L’opera incompiuta di Luigi Pirandello portà con se da sempre l’alea di un mistero ineffabile, un richiamo ineludibile alla posterità. Pensare ai Giganti della montagna è inevitabilmente riflettere in profondità sul "fare teatro", e su quanto questo "fare" trovi oggi ascolto tra le disillusioni, il cinismo, la crudeltà che il "nostro tempo” impone e a cui nessuno sa sottrarsi.
Cotrone e la sua "corte" diventano degli autoesclusi-borderline rifugiati in una villa-fortezza che, come una diga, li difende dal mondo esterno: "siamo agli orli della vita" dice Cotrone alla Compagnia della Contessa invitandoli a restare in quel luogo sospeso, fuori dal rumore e dalle regole della società che li circonda.

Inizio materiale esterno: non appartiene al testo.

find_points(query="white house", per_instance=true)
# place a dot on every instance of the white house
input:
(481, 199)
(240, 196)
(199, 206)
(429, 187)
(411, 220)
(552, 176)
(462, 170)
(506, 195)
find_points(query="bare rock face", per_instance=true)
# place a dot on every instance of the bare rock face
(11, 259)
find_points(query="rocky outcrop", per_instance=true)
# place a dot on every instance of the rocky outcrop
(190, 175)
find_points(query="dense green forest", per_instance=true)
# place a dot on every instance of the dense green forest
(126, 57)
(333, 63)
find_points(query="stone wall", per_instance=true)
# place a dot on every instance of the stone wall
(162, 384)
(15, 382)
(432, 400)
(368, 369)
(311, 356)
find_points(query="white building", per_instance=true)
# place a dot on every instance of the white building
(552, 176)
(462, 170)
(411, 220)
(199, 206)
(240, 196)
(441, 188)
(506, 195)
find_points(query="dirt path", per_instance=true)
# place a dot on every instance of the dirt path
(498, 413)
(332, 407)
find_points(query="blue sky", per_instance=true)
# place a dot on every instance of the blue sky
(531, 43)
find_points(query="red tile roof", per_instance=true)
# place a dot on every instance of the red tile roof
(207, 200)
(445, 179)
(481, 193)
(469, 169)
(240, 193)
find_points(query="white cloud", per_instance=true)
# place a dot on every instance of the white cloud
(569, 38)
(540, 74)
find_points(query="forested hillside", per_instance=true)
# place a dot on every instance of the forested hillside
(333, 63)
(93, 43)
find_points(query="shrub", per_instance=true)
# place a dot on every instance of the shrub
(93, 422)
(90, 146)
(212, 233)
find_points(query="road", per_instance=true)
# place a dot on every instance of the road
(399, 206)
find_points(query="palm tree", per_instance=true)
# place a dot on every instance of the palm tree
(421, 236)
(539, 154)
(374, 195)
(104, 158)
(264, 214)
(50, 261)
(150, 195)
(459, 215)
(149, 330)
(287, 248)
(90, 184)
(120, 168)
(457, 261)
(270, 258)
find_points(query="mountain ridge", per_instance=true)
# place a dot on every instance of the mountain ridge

La Compagnia, isola inaccessibile, emblema di un’arte sempre più avulsa dalla realtà, insieme di ectoplasmi colti nel momento finale di un calvario durato troppo e destinati a scomparire, esita, annaspa fino all’arrivo del Giganti e alla scelta finale di Ilse di rappresentare la Favola del figlio cambiato.
Non è facile oggi, non è forse giusto scegliere tra gli Scalognati e la Compagnia: capirne le ragioni sì, guardarli affettuosamente nel loro percorso parallelo in attesa di un incontro, di una riconciliazione che non ci sarà.


Spettacolo del disincanto ma fortemente e caparbiamente ottimista nella sua volontà di credere ancora al rito catartico della rappresentazione rimane sospeso tra favola e realtà, come Pirandello del resto ci indica. La vicenda prende corpo allo stesso modo in cui prendono corpo i fantasmi evocati da Cotrone nella stanza delle apparizioni.
Nel presente allestimento, la solennità dell’interpretazione di Mariano Rigillo abita insieme agli accenti di sofferenza sentita e di profonda commozione di Anna Teresa Rossini una struttura scenografica emisferica, girevole e grigia, che simboleggia la villa del forzato esilio dei Giganti.

La regia di Panici tende a preservare l’estrema compattezza del testo, che paradossalmente deriva dalla sua stessa incompiutezza. Nell’assecondarne le suggestioni favolose, ne mantiene tutta l’austerità, senza mai perdere il senso reale della dialettica.